PS 16-153
Euonymus fortunei: Back-seat driver of environmental change?

Monday, August 5, 2013
Exhibit Hall B, Minneapolis Convention Center
Jonathan T. Bauer, Biology, Indiana University, Bloomington, IN
W. Austin Rutherford, Biology, Indiana University, Bloomington, IN
Rebecca E. Stoops, Biology, Indiana University, Bloomington, IN
Heather L. Reynolds, Biology, Indiana University, Bloomington, IN

Although some invasive species are well known to be the cause of native species declines, there is also evidence the some species may act as “passengers”, responding opportunistically to environmental changes which suppress native species.  It is also possible that environmental change and invasion interact to cause changes in native plant communities.  We tested these possibilities with Euonymus fortunei, an invasive species of the eastern deciduous forest. We experimentally removed Euonymus with hand pulling, herbicide and mulching and maintained invaded and un-invaded controls.  We also introduced seeds and seedlings of native species to the experimental plots to determine if dispersal limitation or Euonymus invasion constrained the restoration of the native plant community.

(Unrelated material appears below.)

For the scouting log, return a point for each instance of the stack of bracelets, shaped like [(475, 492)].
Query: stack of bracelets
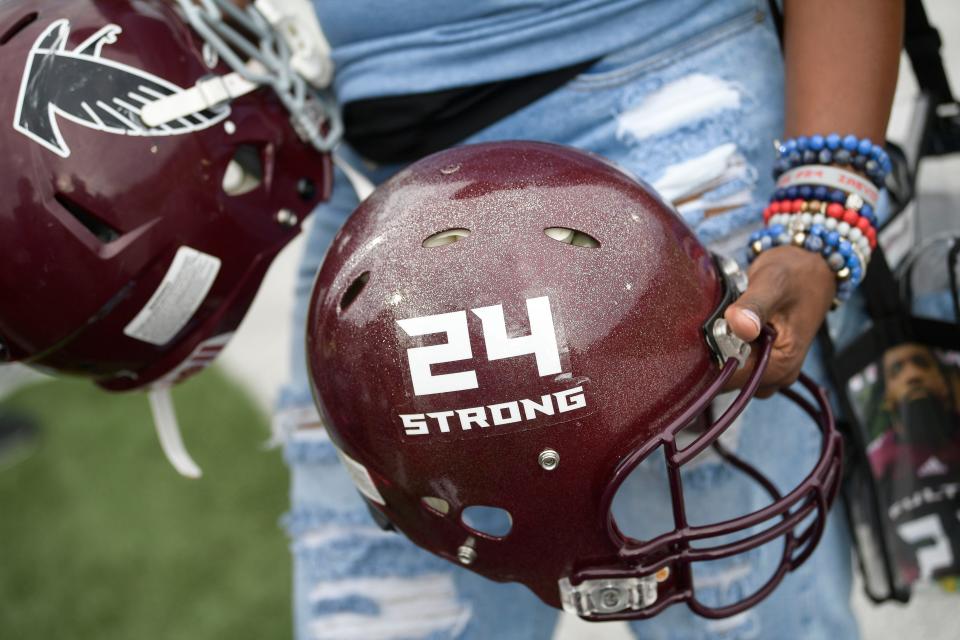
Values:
[(825, 201)]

Hand-pulling and herbicide reduced Euonymus cover by 88% and 98% respectively.  However, hand-pulling required more time, which may limit its effectiveness for managing Euonymus at large scales.  Native plant seedlings established well in all treatments, indicating that Euonymus fortunei may be unable to cause declines of established plants.  Ongoing monitoring will determine if these transplanted seedlings resist re-invasion in removal plots or exclude established Euonymus within control plots.  Natural recruitment of native species to removal areas was limited to ruderal species, suggesting that establishment of many native species within removal areas may be recruitment limited.  Further, very few native plants established from seed in Euonymus-invaded plots, demonstrating that Euonymus may be the driver of changes within plant communities by suppressing recruitment of native species.  We suggest that Euonymus fortunei may be acting as a “back-seat driver”, invading areas where competition from established native species is limited, but causing further changes to these communities by preventing recruitment of native plant species from seed.